A key with no breakpoint suffix is returned unchanged:

$node   = [ 'direction' => 'row' ];
$result = $this->callPrivate( 'apply_breakpoint_overrides', [ $node, '__tablet' ] );

// $result['direction'] === 'row'

collect_fonts

What it does: Walks the node tree recursively and collects every font family referenced by any node, along with the weights and styles used. The result feeds into the Google Fonts downloader — only fonts that are actually used in a template are downloaded.

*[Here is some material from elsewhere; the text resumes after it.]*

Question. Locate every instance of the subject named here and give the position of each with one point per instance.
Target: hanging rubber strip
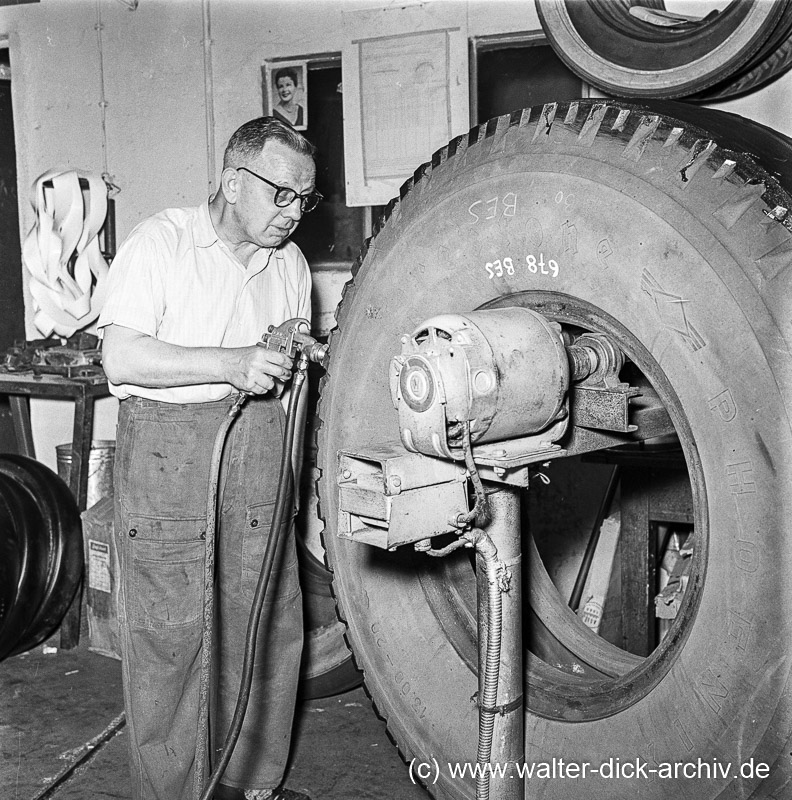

Brain\Monkey stubs sanitize_text_field() to return its input unchanged so the test focuses on the traversal logic, not WP sanitisation.

Tests

Fonts from nested nodes are collected recursively:

$nodes = [[
    'type'                => 'div',
    'heading-font-family' => 'Roboto',
    'heading-font-weight' => 700,
    'heading-font-style'  => 'normal',
    'children'            => [[
        'type'                => 'excerpt',
        'excerpt-font-family' => 'Lato',
        'excerpt-font-weight' => 400,
        'excerpt-font-style'  => 'italic',
    ]],
]];

// After collect_fonts():
// $fonts['Roboto']['normal'] contains 700
// $fonts['Lato']['italic'] contains 400

The node tree can be arbitrarily deep — a div can contain a div that contains a text node. The function must recurse into children to collect fonts from all levels, not just the top level.

Nodes without a font-family key leave $fonts empty:

$nodes = [[ 'type' => 'image', 'width' => 300 ]];

// After collect_fonts():
// $fonts === []

Not every node type uses a font — image, spacer, and divider nodes have no typography settings. The function must skip them cleanly rather than adding empty or null entries to $fonts.